The last full conference day of the Devoxx was again packed full with very interesting talks of various kind. It started with a keynote about the roadmap of JEE 7. Summarizing we can expect some smooth refinements of the platform (exept maybe the support for virtualization out of the box). Here are our impression on the talks of Thursday. Please expect our summary blog post on monday since we are all now in rush to get out things done and to catch train, plain etc. We hope, you enjoyed the blog flood so far ;-)
# Designing Java Systems to Operate at a Cloud Scale (George Reese)
The talk focused on how to architect cloud applications in
general. The main tips given were:
When it comes to Java Applications there are a few pointers to consider
My overall impression of the session was that it was very high-level -
good if you haven’t had much exposure to cloud applications. It
touched all the main topics, but unfortunately didn’t delve into any
of the details. A lot of the topics covered were self evident.
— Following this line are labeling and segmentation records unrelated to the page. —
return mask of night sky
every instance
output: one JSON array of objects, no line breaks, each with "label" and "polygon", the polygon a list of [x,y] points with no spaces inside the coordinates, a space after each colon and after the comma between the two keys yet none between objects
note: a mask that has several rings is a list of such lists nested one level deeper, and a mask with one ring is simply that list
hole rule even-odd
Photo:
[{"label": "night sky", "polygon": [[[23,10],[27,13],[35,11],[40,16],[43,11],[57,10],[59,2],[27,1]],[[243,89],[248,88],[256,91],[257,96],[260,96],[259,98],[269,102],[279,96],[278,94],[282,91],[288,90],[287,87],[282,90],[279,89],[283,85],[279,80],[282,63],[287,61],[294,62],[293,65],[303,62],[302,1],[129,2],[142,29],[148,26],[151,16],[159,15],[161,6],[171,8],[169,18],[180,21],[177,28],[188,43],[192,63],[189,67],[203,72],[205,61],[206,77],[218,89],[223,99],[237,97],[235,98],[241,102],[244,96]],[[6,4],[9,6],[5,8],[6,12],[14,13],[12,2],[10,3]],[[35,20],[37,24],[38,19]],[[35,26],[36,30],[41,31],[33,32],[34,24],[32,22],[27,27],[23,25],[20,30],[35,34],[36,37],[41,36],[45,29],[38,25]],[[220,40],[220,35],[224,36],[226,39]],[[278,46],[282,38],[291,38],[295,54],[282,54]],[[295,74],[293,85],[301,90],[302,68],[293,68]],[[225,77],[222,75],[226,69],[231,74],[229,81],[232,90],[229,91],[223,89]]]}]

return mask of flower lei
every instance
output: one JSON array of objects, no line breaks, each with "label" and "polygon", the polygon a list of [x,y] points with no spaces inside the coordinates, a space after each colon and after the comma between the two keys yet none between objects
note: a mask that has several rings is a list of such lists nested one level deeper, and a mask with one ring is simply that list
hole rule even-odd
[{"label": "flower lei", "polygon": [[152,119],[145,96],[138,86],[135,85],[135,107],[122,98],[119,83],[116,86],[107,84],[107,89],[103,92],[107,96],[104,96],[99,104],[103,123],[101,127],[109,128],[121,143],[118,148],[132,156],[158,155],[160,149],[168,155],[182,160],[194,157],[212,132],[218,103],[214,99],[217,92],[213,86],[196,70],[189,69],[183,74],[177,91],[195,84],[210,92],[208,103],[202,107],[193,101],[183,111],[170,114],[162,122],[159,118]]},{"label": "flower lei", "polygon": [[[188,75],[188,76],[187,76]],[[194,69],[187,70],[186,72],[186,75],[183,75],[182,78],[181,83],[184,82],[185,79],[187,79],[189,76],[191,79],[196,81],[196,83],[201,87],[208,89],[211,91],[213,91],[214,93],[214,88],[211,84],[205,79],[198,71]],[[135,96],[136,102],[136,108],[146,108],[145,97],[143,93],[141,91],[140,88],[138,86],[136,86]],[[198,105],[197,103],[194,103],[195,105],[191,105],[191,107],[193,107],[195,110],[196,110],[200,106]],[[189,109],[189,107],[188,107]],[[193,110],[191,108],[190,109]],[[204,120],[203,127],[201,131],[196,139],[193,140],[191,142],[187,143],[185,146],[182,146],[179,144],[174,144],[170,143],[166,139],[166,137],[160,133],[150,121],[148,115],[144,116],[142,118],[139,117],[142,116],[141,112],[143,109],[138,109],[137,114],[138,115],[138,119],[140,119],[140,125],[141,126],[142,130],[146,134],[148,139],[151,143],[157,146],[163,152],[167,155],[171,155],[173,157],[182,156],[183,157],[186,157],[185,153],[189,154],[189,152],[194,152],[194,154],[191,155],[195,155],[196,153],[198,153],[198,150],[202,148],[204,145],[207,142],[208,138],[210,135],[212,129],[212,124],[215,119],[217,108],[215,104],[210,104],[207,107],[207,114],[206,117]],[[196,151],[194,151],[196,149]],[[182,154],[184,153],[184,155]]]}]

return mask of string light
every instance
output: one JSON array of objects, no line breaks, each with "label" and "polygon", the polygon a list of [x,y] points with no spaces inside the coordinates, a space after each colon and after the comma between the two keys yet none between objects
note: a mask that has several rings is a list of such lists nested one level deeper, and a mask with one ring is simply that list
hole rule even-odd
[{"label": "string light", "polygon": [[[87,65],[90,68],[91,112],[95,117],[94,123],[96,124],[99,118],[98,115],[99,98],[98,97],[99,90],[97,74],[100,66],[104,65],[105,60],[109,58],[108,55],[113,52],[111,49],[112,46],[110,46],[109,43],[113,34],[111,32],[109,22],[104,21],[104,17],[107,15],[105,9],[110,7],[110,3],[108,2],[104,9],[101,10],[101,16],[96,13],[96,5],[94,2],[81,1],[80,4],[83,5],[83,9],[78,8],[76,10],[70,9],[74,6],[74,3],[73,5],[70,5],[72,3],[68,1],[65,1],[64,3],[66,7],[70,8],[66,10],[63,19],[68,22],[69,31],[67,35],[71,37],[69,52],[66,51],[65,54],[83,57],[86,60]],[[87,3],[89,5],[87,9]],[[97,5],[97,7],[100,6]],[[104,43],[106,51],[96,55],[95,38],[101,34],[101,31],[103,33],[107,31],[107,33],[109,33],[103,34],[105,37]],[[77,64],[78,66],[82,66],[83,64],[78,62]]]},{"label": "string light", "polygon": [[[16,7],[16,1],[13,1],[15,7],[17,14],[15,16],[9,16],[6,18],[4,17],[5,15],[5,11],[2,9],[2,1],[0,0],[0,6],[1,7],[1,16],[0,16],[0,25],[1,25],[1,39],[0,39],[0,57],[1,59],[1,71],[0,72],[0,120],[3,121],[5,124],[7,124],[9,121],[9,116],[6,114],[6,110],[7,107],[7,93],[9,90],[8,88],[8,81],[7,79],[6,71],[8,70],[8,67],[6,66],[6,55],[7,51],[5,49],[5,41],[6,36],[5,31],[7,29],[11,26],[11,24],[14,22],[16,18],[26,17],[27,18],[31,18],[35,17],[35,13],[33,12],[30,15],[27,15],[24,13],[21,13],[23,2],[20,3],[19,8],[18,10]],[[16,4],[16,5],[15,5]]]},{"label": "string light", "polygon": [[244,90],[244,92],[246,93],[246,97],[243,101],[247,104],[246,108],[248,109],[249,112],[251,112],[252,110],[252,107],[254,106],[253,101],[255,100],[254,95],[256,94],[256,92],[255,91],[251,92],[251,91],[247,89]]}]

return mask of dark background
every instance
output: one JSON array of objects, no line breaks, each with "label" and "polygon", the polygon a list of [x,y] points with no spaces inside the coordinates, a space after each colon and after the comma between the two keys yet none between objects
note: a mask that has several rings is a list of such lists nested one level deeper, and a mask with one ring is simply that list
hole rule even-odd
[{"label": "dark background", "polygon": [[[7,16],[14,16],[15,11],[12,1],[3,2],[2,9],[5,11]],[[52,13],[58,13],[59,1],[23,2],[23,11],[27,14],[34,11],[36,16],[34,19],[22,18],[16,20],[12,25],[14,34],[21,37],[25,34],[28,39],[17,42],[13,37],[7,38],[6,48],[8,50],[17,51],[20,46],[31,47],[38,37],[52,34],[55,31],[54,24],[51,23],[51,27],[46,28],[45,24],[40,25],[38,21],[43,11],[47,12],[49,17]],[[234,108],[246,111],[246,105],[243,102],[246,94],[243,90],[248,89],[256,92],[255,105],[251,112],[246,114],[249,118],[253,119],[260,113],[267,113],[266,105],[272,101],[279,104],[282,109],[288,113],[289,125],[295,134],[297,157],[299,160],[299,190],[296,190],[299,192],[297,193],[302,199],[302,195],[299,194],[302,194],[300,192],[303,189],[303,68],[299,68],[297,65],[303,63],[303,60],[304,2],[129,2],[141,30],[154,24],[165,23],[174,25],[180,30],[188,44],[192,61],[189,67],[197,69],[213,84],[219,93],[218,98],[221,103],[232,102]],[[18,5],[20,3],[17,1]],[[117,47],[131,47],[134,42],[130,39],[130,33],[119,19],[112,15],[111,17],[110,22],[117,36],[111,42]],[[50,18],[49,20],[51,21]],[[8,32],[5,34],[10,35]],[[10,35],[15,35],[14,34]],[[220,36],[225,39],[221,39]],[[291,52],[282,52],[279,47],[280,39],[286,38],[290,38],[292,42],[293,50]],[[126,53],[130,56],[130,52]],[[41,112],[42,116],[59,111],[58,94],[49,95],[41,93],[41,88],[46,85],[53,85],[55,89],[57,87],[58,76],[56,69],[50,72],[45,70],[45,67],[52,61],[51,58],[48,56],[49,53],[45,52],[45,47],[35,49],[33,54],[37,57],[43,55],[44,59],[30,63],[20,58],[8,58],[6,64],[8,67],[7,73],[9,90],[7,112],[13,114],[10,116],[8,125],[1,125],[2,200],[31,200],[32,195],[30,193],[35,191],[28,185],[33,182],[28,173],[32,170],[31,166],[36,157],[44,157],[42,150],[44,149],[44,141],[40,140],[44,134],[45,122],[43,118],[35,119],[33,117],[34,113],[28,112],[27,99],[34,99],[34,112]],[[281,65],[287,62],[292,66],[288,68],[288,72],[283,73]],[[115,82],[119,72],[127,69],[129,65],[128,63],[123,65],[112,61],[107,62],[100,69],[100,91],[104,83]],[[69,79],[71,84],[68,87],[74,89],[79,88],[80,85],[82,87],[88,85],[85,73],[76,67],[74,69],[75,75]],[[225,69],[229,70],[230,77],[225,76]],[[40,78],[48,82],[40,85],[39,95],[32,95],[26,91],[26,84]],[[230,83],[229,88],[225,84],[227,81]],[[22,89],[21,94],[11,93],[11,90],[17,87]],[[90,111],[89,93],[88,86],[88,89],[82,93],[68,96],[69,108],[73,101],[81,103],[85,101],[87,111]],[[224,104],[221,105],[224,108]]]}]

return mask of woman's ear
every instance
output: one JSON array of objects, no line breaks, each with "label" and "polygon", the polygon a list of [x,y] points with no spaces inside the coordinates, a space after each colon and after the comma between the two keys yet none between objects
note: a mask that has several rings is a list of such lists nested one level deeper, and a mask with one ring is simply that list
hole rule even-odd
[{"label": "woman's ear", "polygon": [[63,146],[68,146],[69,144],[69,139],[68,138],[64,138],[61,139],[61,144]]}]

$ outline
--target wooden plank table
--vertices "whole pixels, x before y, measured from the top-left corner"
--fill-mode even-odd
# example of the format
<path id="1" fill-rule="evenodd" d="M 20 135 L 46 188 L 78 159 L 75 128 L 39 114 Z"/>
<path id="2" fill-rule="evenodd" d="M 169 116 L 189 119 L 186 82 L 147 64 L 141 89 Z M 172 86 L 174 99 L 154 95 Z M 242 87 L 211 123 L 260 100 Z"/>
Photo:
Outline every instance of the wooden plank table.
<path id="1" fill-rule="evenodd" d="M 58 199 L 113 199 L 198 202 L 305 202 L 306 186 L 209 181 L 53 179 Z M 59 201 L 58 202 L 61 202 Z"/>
Actually, this talk was not really about Hadoop, but about scaling
large data sets at Twitter.
There are lot of different kind of scale problems, but there are
general principles which can be applied to solving yours. And there is
a good chance something already solved your problem. Twitter has to deal with
95 Million tweets per day, 3000 Tweets per second.
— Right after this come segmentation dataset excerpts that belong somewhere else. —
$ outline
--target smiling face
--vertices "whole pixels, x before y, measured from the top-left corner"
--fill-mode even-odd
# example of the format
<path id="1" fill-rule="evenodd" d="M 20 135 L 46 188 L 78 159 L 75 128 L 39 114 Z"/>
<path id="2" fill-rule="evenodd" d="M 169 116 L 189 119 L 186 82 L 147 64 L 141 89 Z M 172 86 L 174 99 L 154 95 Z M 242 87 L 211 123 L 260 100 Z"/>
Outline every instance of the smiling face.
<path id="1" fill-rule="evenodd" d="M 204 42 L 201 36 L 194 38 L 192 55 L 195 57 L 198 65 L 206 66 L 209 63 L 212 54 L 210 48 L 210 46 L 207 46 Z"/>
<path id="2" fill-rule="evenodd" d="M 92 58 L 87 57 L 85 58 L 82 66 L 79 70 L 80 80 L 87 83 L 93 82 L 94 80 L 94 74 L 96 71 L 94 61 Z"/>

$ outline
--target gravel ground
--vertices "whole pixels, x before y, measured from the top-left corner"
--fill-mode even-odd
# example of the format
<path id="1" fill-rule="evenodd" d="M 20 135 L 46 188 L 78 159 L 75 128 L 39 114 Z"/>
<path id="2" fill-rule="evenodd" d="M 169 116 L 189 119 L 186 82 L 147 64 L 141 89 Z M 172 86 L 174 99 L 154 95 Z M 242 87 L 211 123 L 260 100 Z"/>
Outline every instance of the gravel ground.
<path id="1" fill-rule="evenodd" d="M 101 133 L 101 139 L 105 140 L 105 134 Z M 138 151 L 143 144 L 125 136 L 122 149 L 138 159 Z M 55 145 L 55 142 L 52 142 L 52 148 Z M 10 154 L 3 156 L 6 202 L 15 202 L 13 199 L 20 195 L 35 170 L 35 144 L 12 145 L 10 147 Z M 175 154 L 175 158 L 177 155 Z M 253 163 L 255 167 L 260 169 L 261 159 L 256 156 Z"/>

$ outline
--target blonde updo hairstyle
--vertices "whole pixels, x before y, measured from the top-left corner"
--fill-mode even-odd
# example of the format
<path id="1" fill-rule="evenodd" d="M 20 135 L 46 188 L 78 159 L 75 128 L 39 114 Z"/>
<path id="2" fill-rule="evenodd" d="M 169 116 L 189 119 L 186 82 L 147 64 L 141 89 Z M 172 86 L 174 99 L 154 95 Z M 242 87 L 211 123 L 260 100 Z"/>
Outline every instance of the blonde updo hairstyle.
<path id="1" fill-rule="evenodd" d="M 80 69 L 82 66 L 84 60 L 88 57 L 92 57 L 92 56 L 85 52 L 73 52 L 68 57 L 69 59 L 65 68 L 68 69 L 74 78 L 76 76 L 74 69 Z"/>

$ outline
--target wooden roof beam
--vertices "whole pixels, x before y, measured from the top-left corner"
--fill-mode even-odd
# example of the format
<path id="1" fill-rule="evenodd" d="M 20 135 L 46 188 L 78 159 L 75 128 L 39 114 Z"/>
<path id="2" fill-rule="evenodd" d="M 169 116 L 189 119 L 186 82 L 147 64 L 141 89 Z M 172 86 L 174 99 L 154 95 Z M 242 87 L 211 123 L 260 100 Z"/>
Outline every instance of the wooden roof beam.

Single master with many read slaves doesn’t work here because of write
speed bootlenecks and it does not play well with multiple data center.
Snowflake, the standalone distributed UID generator Twitter is using, is time-dominant, which
means data is roughly time sorted.
Gizzard is Twitters sharding framework
which key features are spreading the keyspace across many nodes and
replication. Messages are mapped to shards and shards are mapped to
replicaton trees. Shards are abstracted (MySQL, Lucene, Redis, Logical
Shards). Ranges of keys are mapped to shards. Replication is
controlled by various possible replication policies. Fault tolerance
is realized by re-enqueing failed writes, but writes must be
commutative and idempotent. Stale reads can happen (CALM:
Consistency As Logical Monotonicity)
Haplocheirus is a vector
cache. 1.2 Million deliveris per second of posts, which all would have
to be queried for. Assembling the timeline is expensive if an
“assemble on read” is used. “Assemble on write” has high storage costs
and is expensive for popular users. The latter can be fixed by async
writes. For this, a LRU cache is used, which is currently Memcache. In
the future Twitter will use Haplo, a redis-based timeline store. The
conclusion is to use precomputing wisely.
FlockDB is a social graph
store. It is realized by several tables for holding relations, which
is partioned by user id. It is Twitter’s current solution for holding
user relationships and calculating intersections.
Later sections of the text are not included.